SIPNOSIS DEL LIBRO: EL CADAVER TAMBIEN RIE
En una ciudad donde la muerte se ha vuelto rutina, un cadáver aparece con una mueca imposible: una sonrisa. Lo que en un principio parece una broma macabra pronto se transforma en el punto de partida de una investigación inquietante que mezcla humor negro, crimen y una profunda reflexión sobre la condición humana.
A medida que los personajes se adentran en el misterio, salen a la luz secretos enterrados, culpas silenciadas y verdades incómodas. Entre giros inesperados y diálogos cargados de ironía, la novela invita al lector a preguntarse si la risa es una forma de resistencia… o la última burla antes del final.
El cadáver también ríe es una historia provocadora que desafía los límites entre la tragedia y la comedia, donde incluso la muerte tiene algo que decir.
CAPÍTULO 1
Donde aparece un cadáver y nadie se excita como debería
Glen Miller: El cadaver.En vida gurú del sexo consciente. En muerte, una bomba de secretos.
EL CADAVER ESTABA BOCA ARRIBA, completamente vestido, y aun así resultaba obsceno.
No por la posición, bastante correcta para alguien muerto, sino por la sonrisa. Glem Miller, sonreía como si la muerte hubiera sido solo una palabra mal pronunciada. Como si en cualquier momento fuera a abrir los ojos y a cobrar entrada.
—No mires tanto —dijo la comisaria Julie Quinn—. Parece que te va a pedir un autógrafo.
—Estoy intentando decidir si está muerto o simplemente satisfecho —respondí.
Ella suspiró. Siempre suspiraba conmigo. Era su forma de no arrestarme por existir.
El apartamento olía a incienso caro y fracaso humano. Libros de autoayuda sexual por todas partes: Respira tu orgasmo, El clímax interior, Haz el amor contigo mismo (y luego con otros). Glen Miller había hecho una fortuna diciéndole a la gente cómo tocarse sin culpa. Al parecer, alguien había decidido tocarlo a él con consecuencias permanentes.
—¿Qué hacía un detective privado aquí? —preguntó Quinn.
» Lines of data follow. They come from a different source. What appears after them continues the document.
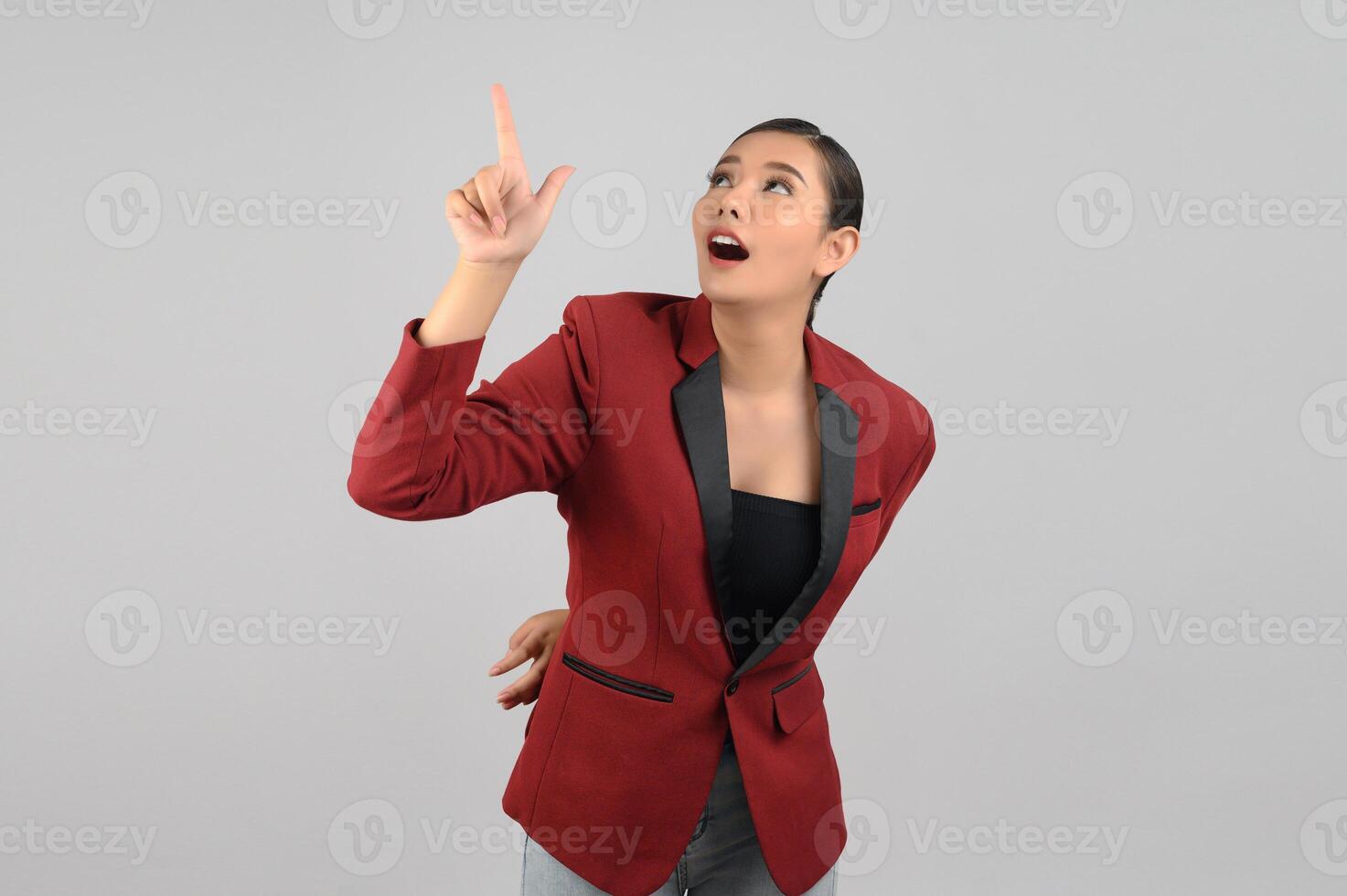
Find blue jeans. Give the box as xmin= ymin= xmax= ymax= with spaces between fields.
xmin=520 ymin=741 xmax=838 ymax=896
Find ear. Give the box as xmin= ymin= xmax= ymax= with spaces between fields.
xmin=814 ymin=224 xmax=861 ymax=278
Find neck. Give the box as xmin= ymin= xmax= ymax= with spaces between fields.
xmin=711 ymin=304 xmax=814 ymax=393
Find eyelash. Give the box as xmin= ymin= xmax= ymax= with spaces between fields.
xmin=706 ymin=168 xmax=795 ymax=196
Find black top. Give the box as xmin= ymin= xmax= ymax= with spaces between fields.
xmin=724 ymin=489 xmax=820 ymax=742
xmin=726 ymin=489 xmax=819 ymax=666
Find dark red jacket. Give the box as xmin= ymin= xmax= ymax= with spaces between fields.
xmin=347 ymin=293 xmax=935 ymax=896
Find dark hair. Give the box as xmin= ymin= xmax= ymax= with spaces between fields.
xmin=734 ymin=119 xmax=865 ymax=330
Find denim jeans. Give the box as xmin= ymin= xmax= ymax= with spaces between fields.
xmin=520 ymin=741 xmax=838 ymax=896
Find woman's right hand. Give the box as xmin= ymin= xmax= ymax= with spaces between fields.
xmin=486 ymin=609 xmax=570 ymax=709
xmin=444 ymin=83 xmax=575 ymax=264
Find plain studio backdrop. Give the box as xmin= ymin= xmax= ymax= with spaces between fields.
xmin=0 ymin=0 xmax=1347 ymax=896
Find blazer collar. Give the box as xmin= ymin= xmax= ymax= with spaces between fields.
xmin=678 ymin=293 xmax=846 ymax=390
xmin=671 ymin=293 xmax=860 ymax=677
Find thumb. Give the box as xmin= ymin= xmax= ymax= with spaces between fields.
xmin=536 ymin=165 xmax=575 ymax=216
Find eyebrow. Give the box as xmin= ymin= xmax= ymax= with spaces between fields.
xmin=715 ymin=155 xmax=809 ymax=186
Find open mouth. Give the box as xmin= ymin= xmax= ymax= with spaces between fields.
xmin=706 ymin=233 xmax=749 ymax=262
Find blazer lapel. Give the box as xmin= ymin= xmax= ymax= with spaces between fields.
xmin=672 ymin=293 xmax=860 ymax=677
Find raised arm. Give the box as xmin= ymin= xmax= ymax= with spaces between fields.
xmin=347 ymin=83 xmax=587 ymax=520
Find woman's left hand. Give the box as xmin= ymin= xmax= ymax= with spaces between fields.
xmin=486 ymin=609 xmax=570 ymax=709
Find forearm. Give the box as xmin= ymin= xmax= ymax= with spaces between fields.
xmin=416 ymin=257 xmax=520 ymax=347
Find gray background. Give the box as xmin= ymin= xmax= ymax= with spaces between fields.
xmin=0 ymin=0 xmax=1347 ymax=896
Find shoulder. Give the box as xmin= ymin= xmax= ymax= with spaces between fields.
xmin=817 ymin=328 xmax=935 ymax=470
xmin=567 ymin=290 xmax=694 ymax=326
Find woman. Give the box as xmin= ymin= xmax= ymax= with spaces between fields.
xmin=347 ymin=85 xmax=935 ymax=896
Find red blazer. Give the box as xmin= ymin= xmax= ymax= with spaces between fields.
xmin=347 ymin=293 xmax=935 ymax=896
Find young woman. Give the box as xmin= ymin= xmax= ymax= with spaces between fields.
xmin=347 ymin=85 xmax=935 ymax=896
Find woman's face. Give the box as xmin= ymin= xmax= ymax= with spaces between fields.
xmin=692 ymin=131 xmax=855 ymax=314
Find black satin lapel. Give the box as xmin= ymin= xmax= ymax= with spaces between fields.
xmin=672 ymin=352 xmax=732 ymax=662
xmin=732 ymin=379 xmax=861 ymax=677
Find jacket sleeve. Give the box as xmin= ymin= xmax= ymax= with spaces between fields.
xmin=873 ymin=409 xmax=935 ymax=554
xmin=347 ymin=296 xmax=599 ymax=520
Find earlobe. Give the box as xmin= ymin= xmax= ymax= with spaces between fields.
xmin=815 ymin=225 xmax=861 ymax=276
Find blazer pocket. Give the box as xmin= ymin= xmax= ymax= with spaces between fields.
xmin=561 ymin=652 xmax=674 ymax=703
xmin=772 ymin=660 xmax=823 ymax=734
xmin=851 ymin=498 xmax=881 ymax=516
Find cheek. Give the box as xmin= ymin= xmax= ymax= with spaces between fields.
xmin=758 ymin=221 xmax=819 ymax=272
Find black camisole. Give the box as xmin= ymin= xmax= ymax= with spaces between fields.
xmin=726 ymin=489 xmax=819 ymax=666
xmin=724 ymin=489 xmax=820 ymax=743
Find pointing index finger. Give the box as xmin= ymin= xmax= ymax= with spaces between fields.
xmin=492 ymin=83 xmax=524 ymax=159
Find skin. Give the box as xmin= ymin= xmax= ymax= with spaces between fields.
xmin=460 ymin=83 xmax=861 ymax=709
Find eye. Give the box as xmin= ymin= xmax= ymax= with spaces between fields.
xmin=706 ymin=168 xmax=795 ymax=196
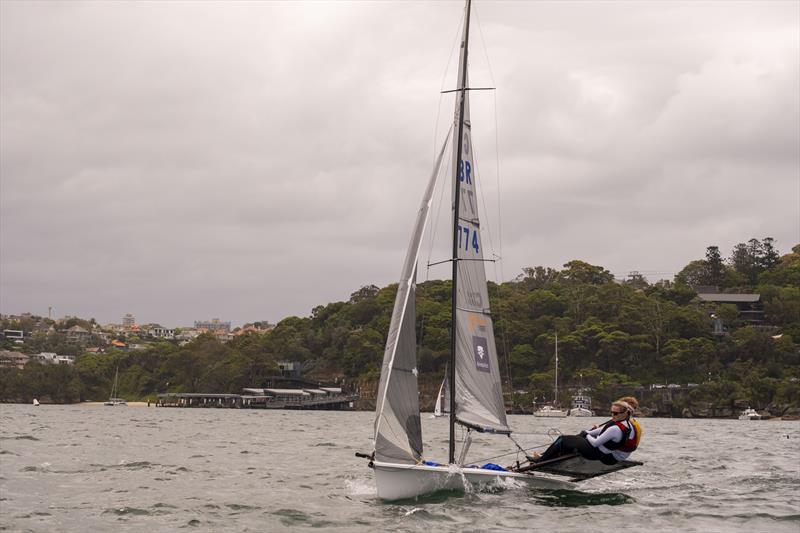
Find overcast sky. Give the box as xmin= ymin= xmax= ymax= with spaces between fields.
xmin=0 ymin=0 xmax=800 ymax=326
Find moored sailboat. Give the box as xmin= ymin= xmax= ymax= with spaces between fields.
xmin=433 ymin=368 xmax=450 ymax=418
xmin=103 ymin=366 xmax=128 ymax=407
xmin=533 ymin=332 xmax=567 ymax=418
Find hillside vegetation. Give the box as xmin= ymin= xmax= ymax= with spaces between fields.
xmin=0 ymin=238 xmax=800 ymax=414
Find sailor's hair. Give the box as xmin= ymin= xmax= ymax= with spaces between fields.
xmin=614 ymin=400 xmax=635 ymax=414
xmin=618 ymin=396 xmax=639 ymax=409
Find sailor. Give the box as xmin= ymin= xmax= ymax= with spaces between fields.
xmin=534 ymin=396 xmax=642 ymax=465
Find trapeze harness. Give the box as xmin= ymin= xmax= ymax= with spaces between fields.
xmin=600 ymin=419 xmax=642 ymax=453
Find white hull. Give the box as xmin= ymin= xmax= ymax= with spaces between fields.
xmin=533 ymin=409 xmax=567 ymax=418
xmin=373 ymin=461 xmax=575 ymax=500
xmin=739 ymin=409 xmax=761 ymax=420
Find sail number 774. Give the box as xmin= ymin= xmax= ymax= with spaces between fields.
xmin=458 ymin=224 xmax=480 ymax=254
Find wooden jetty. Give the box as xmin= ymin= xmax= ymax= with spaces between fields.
xmin=156 ymin=387 xmax=358 ymax=411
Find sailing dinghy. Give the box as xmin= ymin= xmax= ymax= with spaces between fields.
xmin=356 ymin=0 xmax=632 ymax=500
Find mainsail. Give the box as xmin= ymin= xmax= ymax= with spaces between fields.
xmin=453 ymin=6 xmax=511 ymax=433
xmin=375 ymin=133 xmax=450 ymax=463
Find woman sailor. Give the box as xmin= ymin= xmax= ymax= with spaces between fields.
xmin=534 ymin=396 xmax=642 ymax=465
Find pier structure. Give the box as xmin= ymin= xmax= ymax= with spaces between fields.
xmin=156 ymin=387 xmax=358 ymax=410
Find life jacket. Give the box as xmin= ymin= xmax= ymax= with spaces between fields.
xmin=600 ymin=418 xmax=642 ymax=453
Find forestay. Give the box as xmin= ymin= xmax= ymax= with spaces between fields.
xmin=375 ymin=129 xmax=450 ymax=464
xmin=453 ymin=38 xmax=511 ymax=433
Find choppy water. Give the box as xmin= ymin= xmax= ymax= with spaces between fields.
xmin=0 ymin=405 xmax=800 ymax=533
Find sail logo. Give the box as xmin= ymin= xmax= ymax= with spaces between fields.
xmin=472 ymin=337 xmax=491 ymax=372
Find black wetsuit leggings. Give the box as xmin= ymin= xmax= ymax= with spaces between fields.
xmin=537 ymin=435 xmax=617 ymax=465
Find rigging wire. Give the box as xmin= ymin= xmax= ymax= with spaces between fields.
xmin=475 ymin=6 xmax=515 ymax=407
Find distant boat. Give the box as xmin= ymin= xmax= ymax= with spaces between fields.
xmin=739 ymin=407 xmax=761 ymax=420
xmin=533 ymin=332 xmax=567 ymax=418
xmin=103 ymin=365 xmax=128 ymax=407
xmin=433 ymin=366 xmax=450 ymax=418
xmin=567 ymin=389 xmax=594 ymax=416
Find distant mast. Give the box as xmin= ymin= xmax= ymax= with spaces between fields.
xmin=553 ymin=331 xmax=558 ymax=407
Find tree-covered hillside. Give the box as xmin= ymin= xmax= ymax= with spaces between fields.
xmin=0 ymin=238 xmax=800 ymax=414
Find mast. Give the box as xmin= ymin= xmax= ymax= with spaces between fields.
xmin=553 ymin=331 xmax=558 ymax=407
xmin=448 ymin=0 xmax=472 ymax=464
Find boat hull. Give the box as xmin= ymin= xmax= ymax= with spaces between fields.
xmin=533 ymin=409 xmax=567 ymax=418
xmin=373 ymin=461 xmax=575 ymax=500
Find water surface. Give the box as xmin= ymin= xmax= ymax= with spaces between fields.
xmin=0 ymin=405 xmax=800 ymax=533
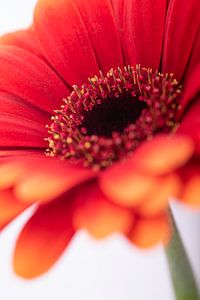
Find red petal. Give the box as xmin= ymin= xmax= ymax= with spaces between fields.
xmin=129 ymin=216 xmax=170 ymax=248
xmin=122 ymin=0 xmax=167 ymax=69
xmin=162 ymin=0 xmax=200 ymax=80
xmin=0 ymin=28 xmax=45 ymax=60
xmin=74 ymin=0 xmax=123 ymax=73
xmin=184 ymin=30 xmax=200 ymax=82
xmin=35 ymin=0 xmax=99 ymax=85
xmin=0 ymin=189 xmax=28 ymax=229
xmin=15 ymin=156 xmax=94 ymax=203
xmin=129 ymin=134 xmax=194 ymax=175
xmin=0 ymin=45 xmax=68 ymax=113
xmin=180 ymin=64 xmax=200 ymax=115
xmin=177 ymin=97 xmax=200 ymax=155
xmin=0 ymin=92 xmax=51 ymax=125
xmin=14 ymin=199 xmax=74 ymax=279
xmin=0 ymin=114 xmax=47 ymax=148
xmin=73 ymin=183 xmax=134 ymax=238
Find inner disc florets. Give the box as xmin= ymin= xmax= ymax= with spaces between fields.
xmin=47 ymin=65 xmax=181 ymax=169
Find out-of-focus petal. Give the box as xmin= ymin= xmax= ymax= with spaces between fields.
xmin=74 ymin=0 xmax=123 ymax=73
xmin=0 ymin=45 xmax=68 ymax=113
xmin=73 ymin=183 xmax=134 ymax=238
xmin=177 ymin=97 xmax=200 ymax=156
xmin=181 ymin=174 xmax=200 ymax=208
xmin=129 ymin=215 xmax=170 ymax=248
xmin=34 ymin=0 xmax=99 ymax=85
xmin=162 ymin=0 xmax=200 ymax=80
xmin=120 ymin=0 xmax=167 ymax=69
xmin=138 ymin=175 xmax=182 ymax=217
xmin=180 ymin=63 xmax=200 ymax=115
xmin=100 ymin=163 xmax=157 ymax=207
xmin=129 ymin=134 xmax=194 ymax=175
xmin=14 ymin=199 xmax=74 ymax=279
xmin=178 ymin=158 xmax=200 ymax=208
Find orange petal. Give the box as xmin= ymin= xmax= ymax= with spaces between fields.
xmin=0 ymin=189 xmax=28 ymax=229
xmin=130 ymin=135 xmax=194 ymax=175
xmin=181 ymin=175 xmax=200 ymax=208
xmin=100 ymin=163 xmax=156 ymax=206
xmin=14 ymin=199 xmax=74 ymax=279
xmin=129 ymin=216 xmax=170 ymax=248
xmin=139 ymin=175 xmax=181 ymax=217
xmin=73 ymin=183 xmax=133 ymax=238
xmin=0 ymin=161 xmax=25 ymax=189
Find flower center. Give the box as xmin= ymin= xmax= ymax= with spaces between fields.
xmin=47 ymin=65 xmax=181 ymax=169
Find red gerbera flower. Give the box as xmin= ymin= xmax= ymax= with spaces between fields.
xmin=0 ymin=0 xmax=200 ymax=278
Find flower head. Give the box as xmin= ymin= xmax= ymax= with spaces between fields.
xmin=0 ymin=0 xmax=200 ymax=278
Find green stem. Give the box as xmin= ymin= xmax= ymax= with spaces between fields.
xmin=165 ymin=213 xmax=200 ymax=300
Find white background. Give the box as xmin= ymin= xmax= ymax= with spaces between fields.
xmin=0 ymin=0 xmax=200 ymax=300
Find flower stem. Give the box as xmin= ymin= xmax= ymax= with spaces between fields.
xmin=165 ymin=212 xmax=200 ymax=300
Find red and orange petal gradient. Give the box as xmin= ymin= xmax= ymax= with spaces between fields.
xmin=0 ymin=0 xmax=200 ymax=278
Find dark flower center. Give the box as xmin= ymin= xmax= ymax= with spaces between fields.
xmin=47 ymin=65 xmax=181 ymax=169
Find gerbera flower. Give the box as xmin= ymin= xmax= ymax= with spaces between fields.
xmin=0 ymin=0 xmax=200 ymax=278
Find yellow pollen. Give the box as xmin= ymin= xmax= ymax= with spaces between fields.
xmin=84 ymin=142 xmax=92 ymax=149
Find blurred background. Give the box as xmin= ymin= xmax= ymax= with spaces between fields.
xmin=0 ymin=0 xmax=200 ymax=300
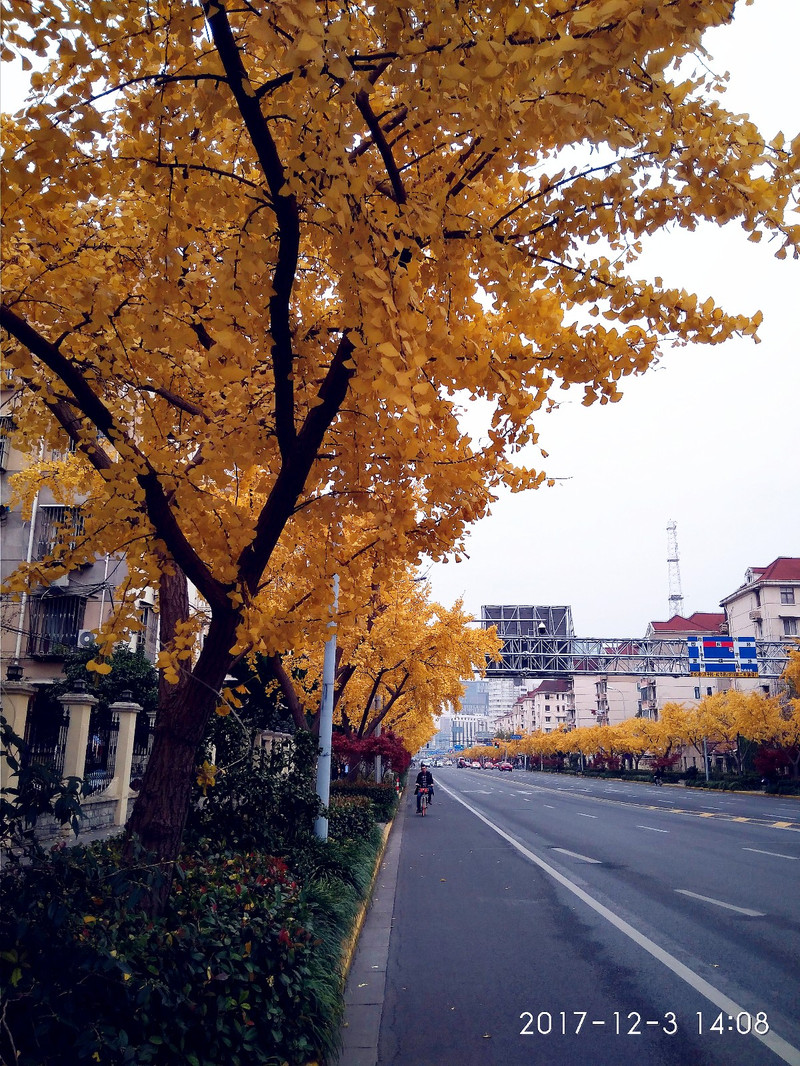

—Lo mismo que tú —dije—. Llegar tarde.
No era del todo mentira. La viuda me había llamado esa mañana. Voz suave, precisa, como si cada sílaba estuviera entrenada para no revelar nada.
“Creo que mi marido ha muerto… otra vez”, —había dicho.
Cuando llegué, ya estaba la policía. Siempre me ganaban por minutos y por dignidad.
Me acerqué al cuerpo. No había signos evidentes de violencia. Nada de sangre. Nada de drama clásico. Solo una copa de vino volcada, un cenicero lleno y un ambiente que gritaba: aquí pasó algo raro y probablemente desnudo.
—Muerte natural —dije.
—Autopsia —corrigió Quinn—. Y no, Nigel, no puedes investigar.
—Nunca investigo —sonreí—. Solo hago preguntas incómodas y cobro por ellas.
En ese momento entró Greta Hyde, sin pedir permiso. Vestía de negro, como si el luto fuera una broma privada. Me miró, arqueó una ceja y sonrió.
—Vaya —dijo—. Si lo sé, traigo palomitas. Un cadáver, mi ex y la policía. Esto promete.
La comisaria cerró los ojos. Yo no.
Porque cuando Greta sonreía así, algo siempre acababa mal… y curiosamente divertido.
Y porque, aunque nadie lo sabía todavía, Glen Miller no había muerto solo.
Había dejado suficientes secretos como para matar a medio pueblo.